Er werd een aanvraag voor een omgevingsvergunning ingediend bij het college van burgemeester en schepenen, die behandeld wordt volgens de vereenvoudigde procedure van het Omgevingsvergunningendecreet.
Projectnummer: | OMV_2023160194 |
Gegevens van de aanvrager: | de heer Michel Lambin met als adres Cliviastraat 41 te 2610 Antwerpen |
Ligging van het project: | Cyriel Buyssestraat 74 te 2610 Antwerpen |
Kadastrale percelen: | afdeling 9 sectie I nr. 2355C4 |
Vergunningsplichten: | stedenbouwkundige handelingen |
Voorwerp van de aanvraag: | bouwen van een meergezinswoning met 2 woonentiteiten |
Omschrijving stedenbouwkundige handelingen
Relevante voorgeschiedenis
- er werd geen relevante voorgeschiedenis teruggevonden.
Bestaande toestand
- braakliggend terrein.
Nieuwe toestand
- functie:
- gelijkvloerse en eerste verdieping: duplexappartement met 1 slaapkamer met een netto vloeroppervlakte van 101 m²;
- tweede verdieping: 1 eenslaapkamerappartement (studio) met een netto vloeroppervlakte van 52 m².
- bouwvolume:
- rechter perceelgrens: 15 m;
- linker perceelgrens gelijkvloerse verdieping: 13,5 m
- linker perceelgrens eerste en tweede verdieping: 12 m.
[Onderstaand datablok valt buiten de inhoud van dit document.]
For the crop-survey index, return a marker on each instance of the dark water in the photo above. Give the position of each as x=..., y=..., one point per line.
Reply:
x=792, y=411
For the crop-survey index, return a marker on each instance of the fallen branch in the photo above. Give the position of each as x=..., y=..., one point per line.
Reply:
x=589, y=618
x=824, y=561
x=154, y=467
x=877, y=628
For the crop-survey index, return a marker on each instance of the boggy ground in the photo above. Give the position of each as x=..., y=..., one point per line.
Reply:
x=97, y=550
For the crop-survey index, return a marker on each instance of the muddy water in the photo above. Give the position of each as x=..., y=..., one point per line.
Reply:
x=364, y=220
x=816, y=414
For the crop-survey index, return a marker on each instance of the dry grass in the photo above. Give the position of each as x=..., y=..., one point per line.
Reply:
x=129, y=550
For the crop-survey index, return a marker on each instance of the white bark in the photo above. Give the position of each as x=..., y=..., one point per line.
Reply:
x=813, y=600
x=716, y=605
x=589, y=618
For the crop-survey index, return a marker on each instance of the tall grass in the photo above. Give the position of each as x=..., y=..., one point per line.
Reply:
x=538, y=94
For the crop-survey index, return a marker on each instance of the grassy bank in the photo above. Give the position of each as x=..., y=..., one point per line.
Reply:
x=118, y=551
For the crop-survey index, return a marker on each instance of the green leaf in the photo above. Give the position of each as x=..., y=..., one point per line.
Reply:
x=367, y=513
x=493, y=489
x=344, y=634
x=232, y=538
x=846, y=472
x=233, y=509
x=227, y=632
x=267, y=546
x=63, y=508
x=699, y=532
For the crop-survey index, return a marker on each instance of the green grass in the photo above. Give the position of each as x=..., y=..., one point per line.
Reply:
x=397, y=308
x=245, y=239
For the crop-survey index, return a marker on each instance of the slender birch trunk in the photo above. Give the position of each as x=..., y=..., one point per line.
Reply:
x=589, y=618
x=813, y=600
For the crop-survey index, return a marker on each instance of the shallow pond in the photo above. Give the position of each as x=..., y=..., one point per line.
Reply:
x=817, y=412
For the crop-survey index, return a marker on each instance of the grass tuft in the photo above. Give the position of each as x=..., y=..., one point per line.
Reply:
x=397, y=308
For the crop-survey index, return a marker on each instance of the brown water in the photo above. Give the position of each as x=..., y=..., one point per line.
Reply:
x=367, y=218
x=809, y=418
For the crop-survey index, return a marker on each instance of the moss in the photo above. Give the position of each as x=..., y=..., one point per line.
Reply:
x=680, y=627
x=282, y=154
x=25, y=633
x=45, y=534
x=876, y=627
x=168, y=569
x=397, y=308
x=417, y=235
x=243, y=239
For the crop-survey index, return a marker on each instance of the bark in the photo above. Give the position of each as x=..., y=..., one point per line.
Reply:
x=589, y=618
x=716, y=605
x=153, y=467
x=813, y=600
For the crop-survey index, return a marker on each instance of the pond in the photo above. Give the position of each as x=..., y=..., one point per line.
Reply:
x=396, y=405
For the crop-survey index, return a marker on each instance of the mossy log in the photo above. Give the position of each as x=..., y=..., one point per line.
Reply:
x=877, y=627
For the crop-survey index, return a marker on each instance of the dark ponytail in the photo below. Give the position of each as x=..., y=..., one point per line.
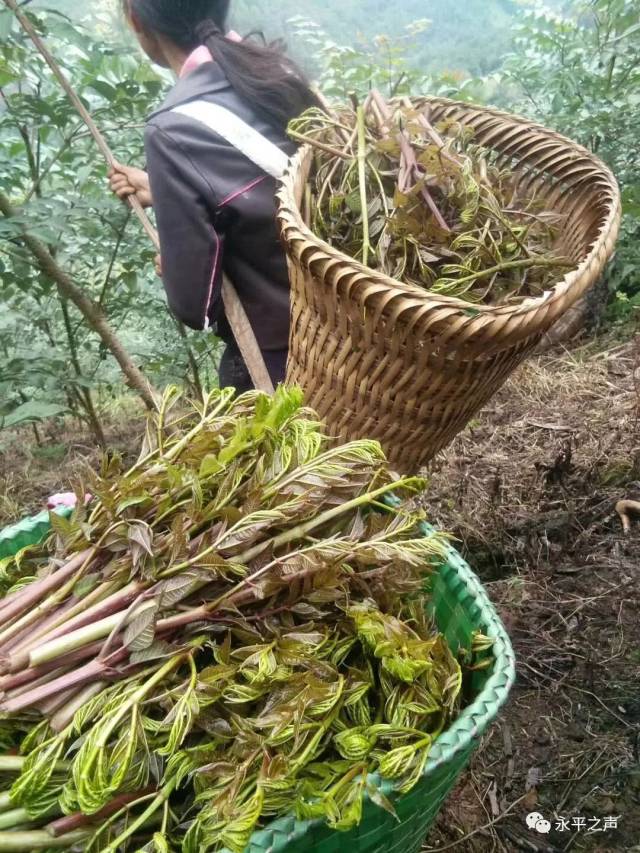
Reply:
x=262, y=76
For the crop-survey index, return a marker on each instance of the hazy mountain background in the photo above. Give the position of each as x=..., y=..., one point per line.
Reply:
x=467, y=36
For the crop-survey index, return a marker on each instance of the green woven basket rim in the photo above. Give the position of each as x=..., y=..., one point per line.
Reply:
x=457, y=740
x=469, y=726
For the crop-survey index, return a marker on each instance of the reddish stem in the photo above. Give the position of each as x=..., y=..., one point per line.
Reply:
x=80, y=820
x=113, y=604
x=96, y=670
x=35, y=592
x=410, y=158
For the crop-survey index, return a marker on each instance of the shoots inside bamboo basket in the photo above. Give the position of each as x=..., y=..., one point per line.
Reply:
x=381, y=359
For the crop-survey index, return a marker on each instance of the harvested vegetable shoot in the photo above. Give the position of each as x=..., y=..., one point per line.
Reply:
x=424, y=204
x=234, y=628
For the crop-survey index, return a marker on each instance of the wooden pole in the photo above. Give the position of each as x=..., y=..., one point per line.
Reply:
x=234, y=309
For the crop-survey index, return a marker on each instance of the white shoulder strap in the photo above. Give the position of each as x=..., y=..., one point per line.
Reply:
x=238, y=133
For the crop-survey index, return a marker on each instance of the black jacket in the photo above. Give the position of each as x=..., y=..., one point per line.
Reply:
x=215, y=210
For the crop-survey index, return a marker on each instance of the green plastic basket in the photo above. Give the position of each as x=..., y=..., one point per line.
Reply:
x=460, y=607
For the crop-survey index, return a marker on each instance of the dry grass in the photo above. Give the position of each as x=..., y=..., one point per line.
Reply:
x=530, y=491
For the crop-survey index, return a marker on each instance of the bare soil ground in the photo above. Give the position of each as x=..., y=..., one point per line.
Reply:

- aansluitend aan bouwvolume een overdekt terras tot een bouwdiepte van 18 m;
- gevelafwerking:
- inrichting:
Inhoud van de aanvraag
- bouwen van een meergezinswoning met 2 woonentiteiten;
- bouwen van een tuinhuis tegen de perceelgrens.
Het decreet van 25 april 2014 betreffende de omgevingsvergunning, het decreet houdende algemene bepalingen inzake milieubeleid, de Vlaamse Codex Ruimtelijke Ordening, het decreet betreffende het integraal handelsvestigingsbeleid, het decreet betreffende het natuurbehoud en het natuurlijk milieu en hun uitvoeringsbesluiten zijn van toepassing.
Conform artikel 15 van het Omgevingsvergunningsdecreet is het college van burgemeester en schepenen voor zijn ambtsgebied in eerste administratieve aanleg bevoegd voor volgende aanvragen van:
Voorafgaand aan zijn beslissing neemt het college kennis van het verslag van de gemeentelijke omgevingsambtenaar.
Het verslag van de gemeentelijke omgevingsambtenaar luidt:
Adviezen
Externe adviezen
Adviesinstantie | Datum advies gevraagd | Datum advies ontvangen | Advies |
Hulpverleningszone Brandweer zone Antwerpen | 22 december 2023 | 25 januari 2024 | Voorwaardelijk gunstig |
Interne adviezen
Adviesinstantie | Datum advies gevraagd | Datum advies |
Ondernemen en Stadsmarketing/ Klantencontacten en Dienstverlening/ Loket Thema Wonen - huisnummering | 22 december 2023 | 22 december 2023 |
Stadsontwikkeling/ Mobiliteit | 22 december 2023 | 9 januari 2024 |
Toetsing regelgeving en beleidsrichtlijnen
Plannen van aanleg, ruimtelijke uitvoeringsplannen en verkavelingen
Het eigendom is gelegen binnen de omschrijving van het gewestelijk ruimtelijk uitvoeringsplan GRUP Afbakening grootstedelijk gebied Antwerpen, goedgekeurd op 19 juni 2009.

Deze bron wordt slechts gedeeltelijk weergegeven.